Research Focus


HMGA2 (High-Mobility-Group AT-Hook-2) is expressed in embryonic and adult stem cells and plays a role in growth, adipogenesis and mesenchymal differentiation.

HMGA2 is post-transcriptionally silenced in adult differentiated cells by the microRNA Let7 which binds to the 3’UTR of HMGA2 mRNA leading to its degradation. In the human genetic variants of HMGA2 are associated with stunted growth, Silver-Russel Syndrome, or gigantism.

HMGA2 is found to be re-expressed in many cancer cells due to activation of the STAT3/LIN28/Let-7 regulatory pathway, among others, or due to gene fusions and amplifications. DNA-binding occurs via three AT-hook domains and facilitates HMGA2’s functions in chromatin remodeling and as transcriptional regulator in EMT signaling.

We investigate the role of the non-histone chromatin binding protein HMGA2 in cancer cell chemoresistance with a focus on HMGA2 involvement in DNA damage repair and cancer cell survival under chemotherapeutic stress.


To understand which DNA damage repair pathways are supported by HMGA2 and which mechanisms are involved we determine the HMGA2 protein interactome in the cell nucleus.
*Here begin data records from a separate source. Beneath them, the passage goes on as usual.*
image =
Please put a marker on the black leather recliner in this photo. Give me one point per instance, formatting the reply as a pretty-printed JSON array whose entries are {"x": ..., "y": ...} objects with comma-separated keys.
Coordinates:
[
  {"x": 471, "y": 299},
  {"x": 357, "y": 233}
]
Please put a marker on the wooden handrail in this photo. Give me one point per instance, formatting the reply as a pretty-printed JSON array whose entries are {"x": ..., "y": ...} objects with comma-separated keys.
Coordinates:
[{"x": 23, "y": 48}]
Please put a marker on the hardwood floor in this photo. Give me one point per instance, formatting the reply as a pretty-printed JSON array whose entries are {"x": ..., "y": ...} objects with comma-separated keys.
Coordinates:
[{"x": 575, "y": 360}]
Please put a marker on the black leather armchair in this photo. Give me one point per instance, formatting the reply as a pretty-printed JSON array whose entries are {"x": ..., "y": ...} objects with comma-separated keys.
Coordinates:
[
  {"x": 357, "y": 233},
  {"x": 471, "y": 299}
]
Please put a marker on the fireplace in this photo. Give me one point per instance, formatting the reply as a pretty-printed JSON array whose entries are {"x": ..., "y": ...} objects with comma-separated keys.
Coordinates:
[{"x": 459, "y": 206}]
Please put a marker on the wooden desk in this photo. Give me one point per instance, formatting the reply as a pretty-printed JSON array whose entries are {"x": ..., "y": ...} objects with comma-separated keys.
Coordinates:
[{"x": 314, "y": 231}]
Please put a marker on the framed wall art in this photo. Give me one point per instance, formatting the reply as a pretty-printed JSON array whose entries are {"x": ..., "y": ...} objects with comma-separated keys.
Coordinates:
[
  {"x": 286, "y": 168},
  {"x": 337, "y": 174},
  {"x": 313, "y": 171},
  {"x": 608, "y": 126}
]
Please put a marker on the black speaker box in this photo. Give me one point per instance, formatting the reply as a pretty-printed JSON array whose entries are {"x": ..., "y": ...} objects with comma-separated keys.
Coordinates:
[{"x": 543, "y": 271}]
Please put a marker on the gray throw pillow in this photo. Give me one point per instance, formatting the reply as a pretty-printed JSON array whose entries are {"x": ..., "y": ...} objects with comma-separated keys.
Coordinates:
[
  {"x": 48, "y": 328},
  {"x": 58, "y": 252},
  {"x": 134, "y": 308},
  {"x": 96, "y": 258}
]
Identifying novel HMGA2 interacting partners under conditions of oxidative and chemotherapeutic stress will provide HMGA2-supported DNA repair pathways that can be targeted in HMGA2 expressing tumor cells under DNA stress.

We discovered that HMGA2 binds to PARP1 and increases DNA damage-induced PARP1 activity, a capability that potentially influences several DNA damage repair pathways in cancer cells. We use reporter plasmids for different double strand repair mechanisms to identify HMGA2’s contribution to DNA maintenance. Our lab investigates domain-specific mutants of HMGA2 to define the molecular requirements for the HMGA2-PARP1 interaction and its role in DNA repair and cell survival under DNA stress. We developed mutant HMGA2 cell models and HMGA2 knock-out cell models to study the ability to bind PARP1 and other proteins with functions in DNA damage sensing and repair.

HMGA2 is linked to high invasiveness and poor outcome for patients. Some cancer cells depend on HMGA2 for survival. We search proteins in DNA damage sensing and repair pathways that essentially facilitate cell survival under loss of functional HMGA2. These are synthetic lethal interactors of HMGA2. They inform on essential roles HMGA2 plays in cancer cells and help identify combinatorial treatment strategies that would reduce resistance.